I would still easily put both ahead of the base models. You won't match the quality of those models without finetuning. When you do fine-tune, it'll be for a particular aesthetic and you won't match them in terms of prompt understanding and adherence.
I don't know, what I saw in there (particularly with the haunted house) was a far broader POTENTIAL RANGE of outputs. I get that they were cheesier outputs, but it seems to me that those outputs were just as capable of coming from the other 'AIs'… if you let them.
It's like each of these has a hidden giant pile of negative prompts, or additional positive prompts, that greatly narrow down the range of output. There are contexts where the Dall-E 'spoopy haunted house ooooo!' imagery would be exactly right… like 'show me halloweeny stock art'.
That haunted house prompt didn't explicitly SAY 'oh, also make it look like it's a photo out of a movie and make it look fantastic'. But something in the more 'competitive' AIs knew to go for that. So if you wanted to go for the spoopy cheesey 'collective unconscious' imagery, would you have to force the more sophisticated AIs to go against their hidden requirements?
Mind you if you added 'halloween postcard from out of a cheesey old store' and suddenly the other ones were doing that vibe six times better, I'd immediately concede they were in fact that much smarter.
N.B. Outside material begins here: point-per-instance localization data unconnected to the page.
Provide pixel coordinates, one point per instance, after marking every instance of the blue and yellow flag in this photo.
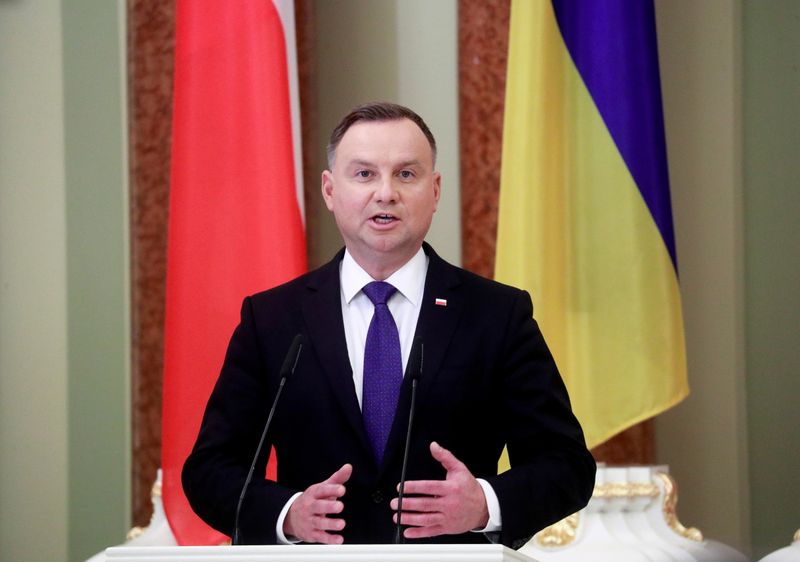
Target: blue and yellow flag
(585, 219)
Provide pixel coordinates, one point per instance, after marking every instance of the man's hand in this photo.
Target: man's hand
(449, 507)
(307, 517)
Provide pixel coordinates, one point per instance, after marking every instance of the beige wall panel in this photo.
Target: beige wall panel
(704, 439)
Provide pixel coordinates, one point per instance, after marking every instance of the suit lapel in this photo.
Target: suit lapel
(322, 312)
(436, 325)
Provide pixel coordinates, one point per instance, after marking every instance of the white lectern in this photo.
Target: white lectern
(318, 553)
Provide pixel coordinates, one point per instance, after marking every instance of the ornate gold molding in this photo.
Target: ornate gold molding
(669, 508)
(134, 533)
(558, 534)
(155, 492)
(627, 490)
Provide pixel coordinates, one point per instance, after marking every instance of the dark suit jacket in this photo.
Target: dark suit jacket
(488, 379)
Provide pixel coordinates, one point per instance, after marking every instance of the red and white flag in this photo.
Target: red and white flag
(236, 211)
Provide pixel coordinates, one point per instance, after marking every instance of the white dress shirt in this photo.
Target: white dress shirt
(405, 305)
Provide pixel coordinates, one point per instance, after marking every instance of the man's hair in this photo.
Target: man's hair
(377, 111)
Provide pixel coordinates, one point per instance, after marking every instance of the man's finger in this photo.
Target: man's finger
(426, 487)
(420, 519)
(423, 532)
(326, 490)
(324, 507)
(325, 538)
(340, 476)
(323, 523)
(427, 503)
(447, 459)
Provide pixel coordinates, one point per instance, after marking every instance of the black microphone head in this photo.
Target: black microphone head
(415, 359)
(293, 355)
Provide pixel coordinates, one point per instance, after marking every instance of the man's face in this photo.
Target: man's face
(382, 191)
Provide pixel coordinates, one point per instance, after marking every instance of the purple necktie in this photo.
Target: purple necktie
(383, 369)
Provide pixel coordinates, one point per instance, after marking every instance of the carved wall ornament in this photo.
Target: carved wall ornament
(669, 508)
(628, 490)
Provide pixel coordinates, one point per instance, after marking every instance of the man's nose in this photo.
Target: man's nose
(386, 191)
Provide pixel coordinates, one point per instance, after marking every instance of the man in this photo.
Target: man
(487, 379)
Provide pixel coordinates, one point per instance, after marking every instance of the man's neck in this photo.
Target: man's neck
(381, 267)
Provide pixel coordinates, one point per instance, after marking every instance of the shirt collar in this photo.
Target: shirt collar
(409, 280)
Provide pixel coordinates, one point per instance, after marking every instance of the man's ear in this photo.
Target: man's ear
(327, 189)
(437, 188)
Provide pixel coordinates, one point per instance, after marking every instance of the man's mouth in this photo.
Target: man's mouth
(384, 218)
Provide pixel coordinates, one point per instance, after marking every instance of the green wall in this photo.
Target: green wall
(772, 243)
(95, 131)
(64, 312)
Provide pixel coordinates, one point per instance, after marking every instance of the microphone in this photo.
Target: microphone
(288, 367)
(414, 370)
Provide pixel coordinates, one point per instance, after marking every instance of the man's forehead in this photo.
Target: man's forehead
(401, 139)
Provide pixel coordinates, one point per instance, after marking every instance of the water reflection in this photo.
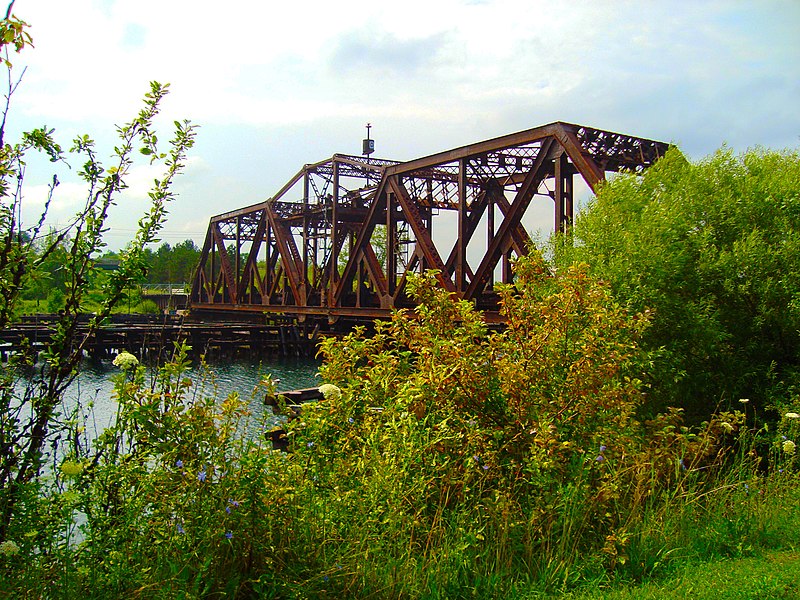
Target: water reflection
(94, 385)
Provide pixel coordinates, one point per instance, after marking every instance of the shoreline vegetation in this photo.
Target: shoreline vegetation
(631, 433)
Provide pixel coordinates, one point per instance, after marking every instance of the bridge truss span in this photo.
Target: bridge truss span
(340, 239)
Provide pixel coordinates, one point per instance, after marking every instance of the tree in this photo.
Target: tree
(713, 248)
(29, 419)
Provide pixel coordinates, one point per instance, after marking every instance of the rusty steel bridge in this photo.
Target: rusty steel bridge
(339, 240)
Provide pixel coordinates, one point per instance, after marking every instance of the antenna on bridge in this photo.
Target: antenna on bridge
(369, 145)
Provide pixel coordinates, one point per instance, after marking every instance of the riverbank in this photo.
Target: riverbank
(770, 575)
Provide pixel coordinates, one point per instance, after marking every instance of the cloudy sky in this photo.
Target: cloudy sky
(276, 85)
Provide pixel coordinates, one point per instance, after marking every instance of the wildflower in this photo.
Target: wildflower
(9, 548)
(330, 391)
(71, 468)
(125, 360)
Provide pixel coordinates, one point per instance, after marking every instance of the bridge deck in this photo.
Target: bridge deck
(342, 237)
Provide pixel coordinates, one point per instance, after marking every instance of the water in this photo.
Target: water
(94, 385)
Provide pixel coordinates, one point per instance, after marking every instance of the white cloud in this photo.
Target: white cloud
(276, 84)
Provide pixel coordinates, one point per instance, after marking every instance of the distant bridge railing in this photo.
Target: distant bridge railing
(158, 289)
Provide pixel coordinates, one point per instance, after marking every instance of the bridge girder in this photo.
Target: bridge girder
(342, 236)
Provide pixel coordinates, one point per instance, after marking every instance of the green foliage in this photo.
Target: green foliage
(445, 458)
(31, 418)
(713, 249)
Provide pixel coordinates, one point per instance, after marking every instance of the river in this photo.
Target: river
(94, 385)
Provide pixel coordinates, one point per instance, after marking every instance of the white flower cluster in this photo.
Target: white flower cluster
(8, 548)
(330, 391)
(125, 360)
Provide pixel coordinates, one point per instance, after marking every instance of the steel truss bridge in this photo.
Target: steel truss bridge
(339, 240)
I've seen that before, too, in different Stable Diffusion models. I'm just saying that the consistency of output in the 'smarter' ones can also represent a thumb on the scale.
They've got to compete by looking sophisticated, so the 'Greg Rutkowskification' effect will kick in: you show off by picking a flashy style to depict rather than going for something equally valid, but less commercial.
It's not just about the haunted house. Just look at the DALLE-2 living room pictures closely. None of it makes any sense. And we're not even talking of subtle details, all of the first three pictures have a central object that the eye should be drawn to that's just a total mess. (The table that's being subsumed by a bunch of melting brown chairs in the first one, the i-don't-even-know-what that seems to be the second picture, and the whatever-this-is on the blue carpet.)
OpenAI screwed up that one by trying to control it. StableDiffusion on the other hand, gives me hope that AI can be high quality and open(not only in name).
Can't wait to have something like StableDiffusion but for LLMs.